Riverbed Technology received a buyout offer from activist fund manager Elliott Associates on Wednesday that valued the Silicon Valley computer-networking company at more than $3 billion.
Elliott, which along with its affiliates owns about 10.5 percent of Riverbed, offered to pay $19 a share, according to a statement, a 6.4 percent premium to the stock's Tuesday closing price. The shares jumped as high as $20.29, indicating that investors expect bids to rise.
Elliott started pressuring Riverbed, headquartered in San Francisco, to review its strategy and capital structure in November, calling the stock "significantly undervalued." Riverbed then started working with Goldman Sachs to study strategic options, according to people with knowledge of the situation.
The stock has "meaningfully underperformed its peers and indices over nearly every significant time period," Elliott wrote in a letter to Riverbed's board, which was included in the statement. "Though this mostly private dialogue has been amicable, we have become concerned that Riverbed has not indicated a desire to explore the significant acquisition interest of numerous potential bidders, including us."
Riverbed fell 8.3 percent last year, while the Standard & Poor's 500 Index climbed 30 percent.
At $19 a share, Elliott's offer is worth $3.08 billion. The proposal should prompt an effort to find other potential buyers, Jesse Cohn, a portfolio manager at Elliott, wrote in the letter.
"We are aware that numerous parties have expressed acquisition interest in Riverbed, and this structure guarantees that the company will secure a healthy premium for its stockholders while holding open the opportunity to obtain an even higher premium," Cohn wrote.
Riverbed said in a statement that its board is reviewing the offer and makes no guarantee that the Elliott proposal or any other will result in a deal. John Christiansen, a spokesman for Riverbed, declined to comment beyond the statement.
Eric Martinuzzi, an analyst at Lake Street Capital Markets, called Elliott's bid "fair" in a report today and lowered his recommendation to hold from buy after the stock's jump. While Elliott's offer could be topped by another bidder, "a soft quarter or guide could send the shares back down," Martinuzzi wrote. Riverbed is scheduled to report fourth-quarter earnings on Jan. 30.
Elliott, based in New York, has pressured technology providers including Sunnyvale-based NetApp, BMC Software and Compuware to boost shareholder value after taking stakes in the companies. Activist funds generally buy shares in companies and try to force corporate management and directors to make changes that boost investor returns.
Elliott started buying Riverbed shares in September and is the second-largest investor, behind Fidelity Management & Research, according to Bloomberg data. Following today's disclosure, the stock jumped to its highest in almost a year.
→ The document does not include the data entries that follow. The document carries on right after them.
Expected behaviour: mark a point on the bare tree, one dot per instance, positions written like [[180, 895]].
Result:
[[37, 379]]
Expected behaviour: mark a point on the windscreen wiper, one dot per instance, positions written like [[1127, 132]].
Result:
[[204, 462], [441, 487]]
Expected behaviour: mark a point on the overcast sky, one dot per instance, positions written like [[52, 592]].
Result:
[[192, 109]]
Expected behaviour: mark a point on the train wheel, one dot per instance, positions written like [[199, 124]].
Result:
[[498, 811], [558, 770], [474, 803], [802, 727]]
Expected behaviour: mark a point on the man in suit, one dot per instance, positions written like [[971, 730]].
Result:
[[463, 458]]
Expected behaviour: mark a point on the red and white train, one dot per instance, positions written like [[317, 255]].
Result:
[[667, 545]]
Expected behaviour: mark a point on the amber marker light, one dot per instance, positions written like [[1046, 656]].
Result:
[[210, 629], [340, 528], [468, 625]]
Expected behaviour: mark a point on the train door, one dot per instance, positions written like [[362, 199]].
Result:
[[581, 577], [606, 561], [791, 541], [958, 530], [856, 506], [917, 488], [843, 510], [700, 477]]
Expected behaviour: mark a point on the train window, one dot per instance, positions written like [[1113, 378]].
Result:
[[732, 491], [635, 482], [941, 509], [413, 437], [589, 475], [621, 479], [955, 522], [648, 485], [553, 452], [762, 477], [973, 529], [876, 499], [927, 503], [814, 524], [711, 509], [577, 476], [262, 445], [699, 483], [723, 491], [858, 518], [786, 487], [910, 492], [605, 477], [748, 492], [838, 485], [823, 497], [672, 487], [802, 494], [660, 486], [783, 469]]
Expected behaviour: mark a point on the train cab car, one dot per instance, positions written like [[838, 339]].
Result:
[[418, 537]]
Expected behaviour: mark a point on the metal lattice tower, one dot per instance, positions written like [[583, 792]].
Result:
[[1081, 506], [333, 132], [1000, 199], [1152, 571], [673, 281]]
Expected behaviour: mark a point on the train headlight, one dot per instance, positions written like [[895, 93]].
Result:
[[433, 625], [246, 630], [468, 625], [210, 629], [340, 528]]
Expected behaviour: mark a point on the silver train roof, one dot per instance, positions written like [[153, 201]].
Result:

Riverbed competes with companies such as F5 Networks, providing technology that helps organizations manage data networks. Elliott invested in two other rivals in the past. Blue Coat Systems was acquired by private equity firm Thoma Bravo for about $1.3 billion in 2012. Blue Coat acquired competitor Packeteer in 2008.
Riverbed responded to Elliott in November by adopting a stockholder rights plan, imposing a "significant penalty" upon any shareholder acquiring 10 percent of the company's stock without the board's approval.